Because I'm no longer that person of yesteryear. My heart has added an extra room.

And whether I completely understand it or not, I'm changed.

And that's what makes me a mother.

Monday, May 5, 2008

A Vacation In My House

I'll admit it. The past two weeks have been pretty rough. I've had a lot going on at work. A lot going on at home. A lot going on between 9 p.m. and 2 a.m. A lot of goings on running around in my brain. And I was tired.

Worn out.

I might even use the word, overwhelmed.

And by last Friday, I was borderline useless. A lump of pathetic, waking up at the dawn of crack with the most energetic cavetoddler on the planet. 

It occurred to me then that a look at the two of us was a poloroid of extremes. My husband got the picture. And said, "That's it." He took the Hurricane to his mom's this weekend with orders that I was to rest and sleep and do fun things only. He said, "Do. Not. Work. I mean it. No working. Only sleeping."

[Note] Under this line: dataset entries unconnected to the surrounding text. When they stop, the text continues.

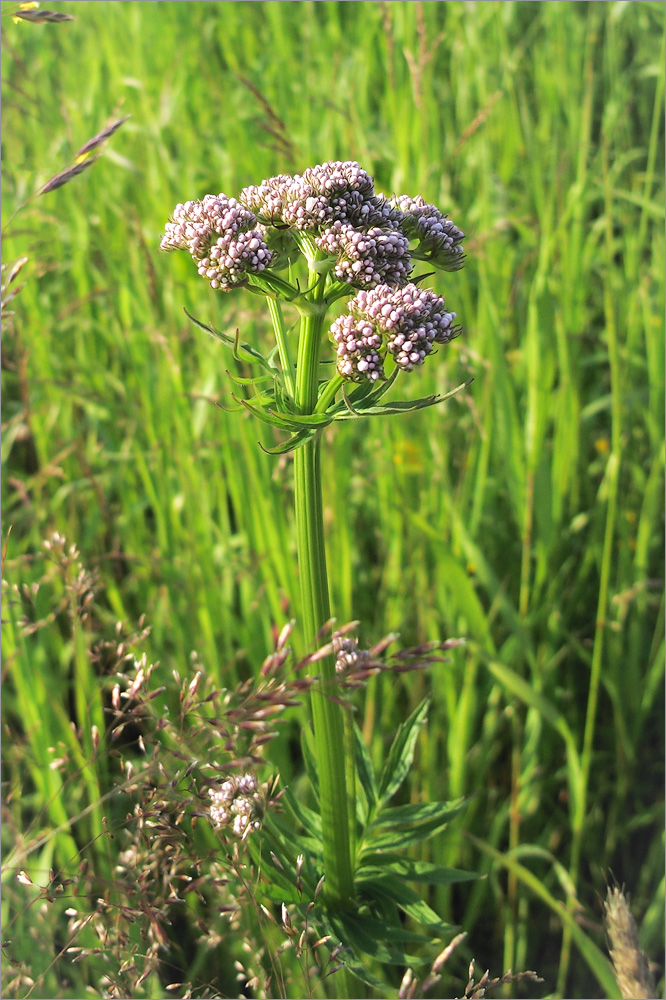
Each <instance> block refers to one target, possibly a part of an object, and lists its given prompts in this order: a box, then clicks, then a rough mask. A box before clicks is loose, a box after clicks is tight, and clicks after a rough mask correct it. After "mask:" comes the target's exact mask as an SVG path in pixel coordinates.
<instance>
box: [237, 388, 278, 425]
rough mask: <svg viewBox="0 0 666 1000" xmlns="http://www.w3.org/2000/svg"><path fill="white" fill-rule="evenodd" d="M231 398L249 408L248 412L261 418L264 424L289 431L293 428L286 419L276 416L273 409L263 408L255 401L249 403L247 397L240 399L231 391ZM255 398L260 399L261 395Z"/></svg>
mask: <svg viewBox="0 0 666 1000" xmlns="http://www.w3.org/2000/svg"><path fill="white" fill-rule="evenodd" d="M231 398H232V399H234V400H235V401H236V402H237V403H240V404H241V406H244V407H245V409H246V410H249V411H250V413H252V414H254V416H255V417H258V418H259V420H263V422H264V423H265V424H270V425H271V426H272V427H279V428H280V430H282V431H290V430H292V429H293V428H292V427H290V425H289V424H288V423H287V421H286V420H283V419H282V417H279V416H277V415H276V414H275V412H274V411H273V410H268V409H263V408H262V407H261V406H257V405H256V404H255V403H250V402H249V400H247V399H240V398H239V397H238V396H236V395H234V393H233V392H232V394H231ZM257 398H259V399H261V397H257ZM264 398H265V397H264ZM271 401H272V400H271Z"/></svg>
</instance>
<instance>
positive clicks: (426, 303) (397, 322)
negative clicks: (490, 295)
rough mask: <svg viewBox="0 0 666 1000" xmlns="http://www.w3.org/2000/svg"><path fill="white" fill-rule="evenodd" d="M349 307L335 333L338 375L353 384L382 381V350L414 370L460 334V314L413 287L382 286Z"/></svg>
mask: <svg viewBox="0 0 666 1000" xmlns="http://www.w3.org/2000/svg"><path fill="white" fill-rule="evenodd" d="M347 308H348V309H349V315H347V316H340V317H339V318H338V319H337V320H335V322H334V323H333V325H332V326H331V331H330V332H331V336H332V338H333V341H334V342H335V343H336V344H337V354H338V363H337V367H338V372H339V373H340V375H342V377H343V378H347V379H351V380H353V381H363V380H365V379H369V380H370V381H374V380H376V379H377V378H381V377H382V376H383V356H382V353H381V352H382V348H384V352H385V351H388V352H389V353H390V354H392V355H393V358H394V360H395V363H396V365H397V366H398V367H399V368H401V369H402V370H403V371H412V370H413V368H415V367H416V366H417V365H421V364H423V362H424V361H425V359H426V357H427V356H428V355H429V354H431V353H432V351H433V350H434V346H435V344H446V343H448V341H449V340H452V339H453V338H454V337H455V336H456V335H457V334H458V332H459V330H458V328H457V327H455V326H454V320H455V317H456V314H455V313H453V312H447V311H446V306H445V303H444V299H443V298H442V297H441V296H439V295H436V294H435V293H434V292H431V291H429V290H428V289H425V288H419V287H418V286H417V285H414V284H409V285H405V287H404V288H391V287H390V286H389V285H377V287H376V288H373V289H371V290H370V291H361V292H359V293H358V295H356V296H355V297H354V298H353V299H352V300H351V301H350V302H349V303H348V306H347Z"/></svg>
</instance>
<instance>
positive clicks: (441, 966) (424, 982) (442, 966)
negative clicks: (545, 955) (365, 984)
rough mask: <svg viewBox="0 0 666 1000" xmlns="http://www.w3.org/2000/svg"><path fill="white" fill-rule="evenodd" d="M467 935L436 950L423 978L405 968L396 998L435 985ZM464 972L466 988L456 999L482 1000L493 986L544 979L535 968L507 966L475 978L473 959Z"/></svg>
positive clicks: (474, 968)
mask: <svg viewBox="0 0 666 1000" xmlns="http://www.w3.org/2000/svg"><path fill="white" fill-rule="evenodd" d="M466 937H467V935H466V934H465V933H462V934H457V935H456V936H455V937H454V938H453V940H452V941H450V942H449V944H448V945H447V946H446V948H444V949H443V950H442V951H441V952H440V953H439V955H438V956H437V958H436V959H435V961H434V962H433V963H432V966H431V968H430V972H429V973H428V975H427V976H426V977H425V979H423V980H422V981H420V980H419V979H417V978H416V976H415V975H414V973H413V972H412V970H411V969H407V971H406V972H405V974H404V976H403V977H402V982H401V984H400V989H399V991H398V1000H414V998H415V997H423V996H425V994H426V993H427V992H428V991H429V990H431V989H432V988H433V986H436V985H437V983H438V982H439V981H440V980H441V978H442V977H441V971H442V969H443V968H444V966H445V965H446V963H447V962H448V960H449V959H450V958H451V956H452V955H453V953H454V951H456V949H457V948H458V947H459V945H460V944H462V942H463V941H464V940H465V938H466ZM467 975H468V980H467V983H466V985H465V990H464V992H463V993H462V994H461V996H460V997H459V998H458V1000H481V998H483V997H485V996H487V994H488V993H489V992H492V990H494V989H496V988H497V987H498V986H505V985H507V984H509V983H520V982H531V983H542V982H543V980H542V979H541V978H540V977H539V976H537V974H536V972H511V970H510V969H509V971H508V972H505V973H504V975H503V976H498V977H496V978H495V979H491V978H490V973H489V972H488V971H487V970H486V972H484V973H483V975H482V976H481V978H480V979H478V980H477V979H475V975H476V962H475V961H474V959H472V961H471V962H470V965H469V970H468V973H467Z"/></svg>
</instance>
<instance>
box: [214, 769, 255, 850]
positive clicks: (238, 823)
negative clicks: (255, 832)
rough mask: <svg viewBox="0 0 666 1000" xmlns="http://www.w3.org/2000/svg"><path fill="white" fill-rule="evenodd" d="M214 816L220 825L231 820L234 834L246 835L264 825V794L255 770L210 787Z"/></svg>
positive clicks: (237, 835) (223, 825)
mask: <svg viewBox="0 0 666 1000" xmlns="http://www.w3.org/2000/svg"><path fill="white" fill-rule="evenodd" d="M208 794H209V795H210V798H211V805H210V818H211V819H212V821H213V823H214V824H215V826H217V827H225V826H228V825H229V823H231V829H232V832H233V834H234V836H236V837H239V838H241V839H245V837H247V836H248V834H250V833H251V832H252V831H253V830H258V829H259V828H260V826H261V822H260V820H259V818H258V817H259V815H260V811H261V796H260V794H259V791H258V786H257V779H256V778H255V776H254V775H253V774H243V775H241V776H240V777H238V778H237V777H232V778H227V780H226V781H223V782H222V784H221V785H219V786H218V787H217V788H209V789H208Z"/></svg>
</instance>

This is only one reason why he is my favorite person on the planet. 

And so I had a vacation. At home.

And about 10 minutes into the silence, I realized it was the first time I've been alone in my home since August of 2005.

Almost three years. And that made me cry. With joy. And with exhaustion. And from a truly grateful place, I was thankful for the 1,000 plus days of movement and noise and cra-za-zy from the commotion of souls. And extremely thankful for the 24 hours of silence.